Le sacerdoce du Christ diffère radicalement de celui de l'Ancien Testament. Les prêtres lévitiques offraient des sacrifices d'animaux qui ne pouvaient réellement effacer les péchés et devaient être sans cesse renouvelés. Le Christ, prêtre selon l'ordre de Melchisédech, s'offrit lui-même en sacrifice unique et parfait, obtenant une rédemption éternelle. Son sacerdoce est éternel, non transmissible quant à sa source, mais participable par ceux qu'il associe à son sacerdoce.
L'institution à la dernière Cène
À la dernière Cène, Notre-Seigneur institua simultanément l'Eucharistie et le sacerdoce ministériel. En disant aux Apôtres : "Faites ceci en mémoire de moi" (Lc 22, 19 ; 1 Co 11, 24), il leur conféra le pouvoir de consacrer le pain et le vin en son Corps et son Sang. Ce commandement ne s'adressait pas à tous les disciples mais spécifiquement aux Douze, futurs évêques de l'Église.
Le soir de Pâques, le Christ ressuscité conféra aux Apôtres le pouvoir de remettre les péchés : "Recevez l'Esprit Saint. Ceux à qui vous remettrez les péchés, ils leur seront remis ; ceux à qui vous les retiendrez, ils seront retenus" (Jn 20, 22-23). Ces deux pouvoirs fondamentaux, consacrer et absoudre, constituent l'essence du sacerdoce ministériel et se transmettent par l'imposition des mains de génération en génération depuis les Apôtres.

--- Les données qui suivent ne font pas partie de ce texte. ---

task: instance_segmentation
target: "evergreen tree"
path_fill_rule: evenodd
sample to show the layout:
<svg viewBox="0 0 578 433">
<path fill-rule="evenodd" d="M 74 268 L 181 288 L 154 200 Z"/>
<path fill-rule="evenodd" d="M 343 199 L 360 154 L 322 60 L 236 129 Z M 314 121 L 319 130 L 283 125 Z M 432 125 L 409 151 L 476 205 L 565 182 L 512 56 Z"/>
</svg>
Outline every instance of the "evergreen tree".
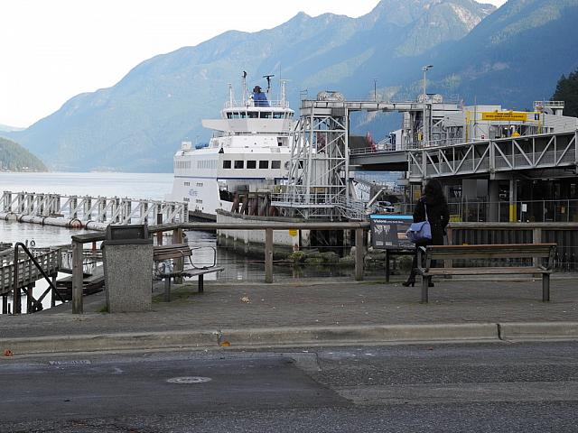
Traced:
<svg viewBox="0 0 578 433">
<path fill-rule="evenodd" d="M 578 69 L 571 72 L 568 78 L 564 75 L 560 77 L 552 100 L 564 101 L 564 115 L 578 117 Z"/>
</svg>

Distinction du sacerdoce ministériel et commun
Le sacerdoce commun des fidèles
Tous les baptisés participent au sacerdoce commun du Christ : ils peuvent offrir des sacrifices spirituels (prières, œuvres, souffrances), louer Dieu, et témoigner de la foi. Ce sacerdoce commun, réel et précieux, découle du baptême qui incorpore au Christ prêtre, prophète et roi. Saint Pierre écrit : "Vous êtes une race élue, un sacerdoce royal, une nation sainte" (1 P 2, 9).

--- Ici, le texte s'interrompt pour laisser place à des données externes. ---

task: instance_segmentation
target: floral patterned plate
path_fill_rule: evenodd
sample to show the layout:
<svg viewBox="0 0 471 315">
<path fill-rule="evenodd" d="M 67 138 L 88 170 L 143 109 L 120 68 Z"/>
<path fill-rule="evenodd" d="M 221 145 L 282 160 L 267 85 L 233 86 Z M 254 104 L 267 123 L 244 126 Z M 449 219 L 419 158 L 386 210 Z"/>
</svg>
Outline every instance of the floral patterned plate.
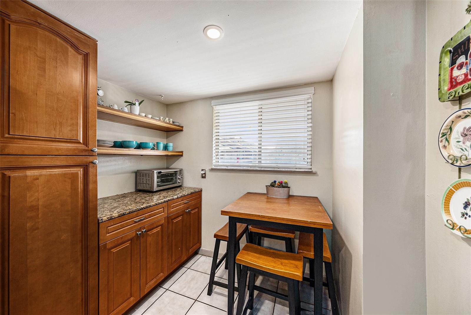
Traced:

Cependant, ce sacerdoce commun ne confère pas le pouvoir d'offrir le Sacrifice eucharistique, d'absoudre les péchés, de consacrer des ministres, ou d'exercer les autres fonctions proprement sacerdotales. Ces pouvoirs appartiennent exclusivement au sacerdoce ministériel conféré par l'ordination. Méconnaître cette distinction conduit aux erreurs protestantes qui nient le sacerdoce ministériel spécial.
Différence essentielle
Le Concile Vatican II, reprenant l'enseignement traditionnel, affirme que le sacerdoce ministériel et le sacerdoce commun "diffèrent essentiellement et non pas seulement en degré". Cette différence essentielle signifie qu'il ne s'agit pas d'une simple intensification du sacerdoce baptismal, mais d'une réalité qualitativement différente conférée par un sacrement distinct.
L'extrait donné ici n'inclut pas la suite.